The word dentoalveolar refers to the teeth and the sockets that the teeth rest in. When bacteria enters a tooth through a hole (caries), crack in the tooth, poor hygiene, thin enamel etc. causing a localized infection in or around the tooth (abscess), or if the infection spreads from the tooth to cause deep infections in the neck, it’s known as a dentoalveolar infection. It is rare in infants before Primary tooth eruption.
What causes dentoalveolar infections?
Many different bacteria can cause an infection of a tooth after a break in the tooth surface occurs, or from poor hygiene, thinner enamel and a better blood flow seen to the Primary teeth of young children. Other risk factors include abnormalities in way the teeth form, abnormalities in the body of the tooth (dentin) and some acquired problems like absorption of part of the crown of a tooth before tooth eruption.

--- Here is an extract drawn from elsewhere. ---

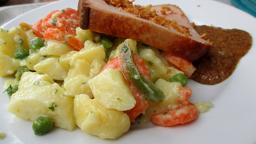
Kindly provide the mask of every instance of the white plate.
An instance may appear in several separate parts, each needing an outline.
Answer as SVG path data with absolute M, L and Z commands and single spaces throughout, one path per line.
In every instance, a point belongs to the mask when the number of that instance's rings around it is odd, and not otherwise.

What are the signs/symptoms of dentoalveolar infections?
Localized pain, swelling and redness, a cheek or gum soft mass (or “gum boil”), tooth sensitivity to temperature change, gum bleeding, fever, and with more severe infections, difficulty swallowing, and/or swollen lymph nodes and deep infection in the neck. Breathing difficulties may also occur.
What are dentoalveolar infections care options?
While some dentoalveolar infections can become serious if not treated quickly (particularly if there is difficulty with respiration), most treatments might include antibiotics, management of pain and fluid intake, and depending on the site and extent of infection, surgical drainage and tooth removal.